ORCA grant recipients from the College of Humanities presented their projects at the 2017 ORCA Symposium.
PROVO, Utah (Oct. 13, 2017)—Each year, the Office of Research and Creative Activities (ORCA) funds research by undergraduates completed with the help of a faculty mentor. Many of these students have used this money as a way to create projects aimed for publication, presentation, and graduate school applications. For the fourth year running, the Humanities Center sponsored a symposium allowing humanities undergraduates to present the research they had completed with their ORCA grants.
The first to present was recent classics graduate Allen Kendall. His research focused on Jewish martyrdom literature and elements which predate the familiar Christian martyr narratives. Many scholars assume that Christianity was the beginning of the martyrdom genre, but the word “martyr” has etymological roots in Greece, where it was the name for witnesses who testified in court. Several texts from the Bible and Maccabees have a Christian martyr–like structure, with a firm believer of Judaism expressing his or her faith and suffering death as a consequence.

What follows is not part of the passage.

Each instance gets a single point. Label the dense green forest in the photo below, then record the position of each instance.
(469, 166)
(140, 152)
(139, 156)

Kendall breaks these narratives into two groups: true martyrdom texts, which result in the actual death of the martyr like the Martyrdom and Ascension of Isaiah, and near martyrdom texts, where the believer is sentenced to death but is then saved by divine intervention at the last minute, like Shadrach, Meshach, and Abednego. He asserts that martyrdom was a common theme long before Christ, but convicted Jewish martyrs professed faith in the Law of Moses rather than a Savior.

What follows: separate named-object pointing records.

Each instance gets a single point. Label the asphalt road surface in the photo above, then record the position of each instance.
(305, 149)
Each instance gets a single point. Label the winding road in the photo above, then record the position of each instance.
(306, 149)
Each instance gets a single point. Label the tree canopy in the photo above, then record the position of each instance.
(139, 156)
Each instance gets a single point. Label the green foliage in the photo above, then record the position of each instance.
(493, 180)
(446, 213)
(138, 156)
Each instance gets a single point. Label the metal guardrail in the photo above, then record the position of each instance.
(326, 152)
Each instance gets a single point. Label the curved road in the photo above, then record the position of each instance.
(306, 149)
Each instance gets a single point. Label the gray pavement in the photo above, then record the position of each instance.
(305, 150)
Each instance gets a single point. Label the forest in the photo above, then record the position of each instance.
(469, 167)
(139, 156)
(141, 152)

Next to discuss her research was Rachel Casper, a linguistics student studying the grading practices of composition and TESOL teachers through eye-tracking data. Illustrated by her findings are these two groups’ varied approach to teaching English. Each group was presented with the same essay which exhibited errors that had to do with several parts of organization and grammar. Depending on which parts the teachers’ focused on, Casper could determine what errors each group of teachers noticed more. When grading a paper written in English by a non-native speaker, composition teachers tended to focus on organization, syntax, and word choice. TESOL teachers, however, looked for more broad, generalized errors and made grading judgements less harshly. Casper hopes that her research and others also looking into a similar vein will inspire more cross-curricular training for composition and TESOL teachers to overcome the weaknesses each discipline has when grading English work written by non-native English speaking students. For more on Casper’s research, read this article here.

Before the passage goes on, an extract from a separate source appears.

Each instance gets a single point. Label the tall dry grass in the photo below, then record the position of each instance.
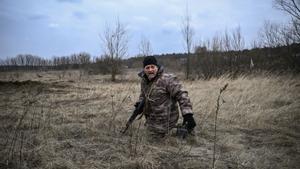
(75, 122)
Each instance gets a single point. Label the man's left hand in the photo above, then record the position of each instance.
(189, 122)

Focused on reclaiming the lost writings of Native American poets and literary figures, Terence Wride presented his archival work with poems written by students of the Intermountain Indian School. This boarding school located in Brigham City was used for the oppressive socialization of young Native Americans from 1949–1984. The Intermountain Indian School was a federal project housing thousands of students who were subjected to a multitude of abusive and inhumane treatments. Wride hopes to change the narrative of Native American boarding schools by collecting and publishing poetry written by students showing their incredible resilience and strength. Rather than focusing solely on the oppression and horrible treatment endured by Native Americans, Wride hopes readers will celebrate these writers for their literary skill and important contributions to understanding Native American boarding school culture.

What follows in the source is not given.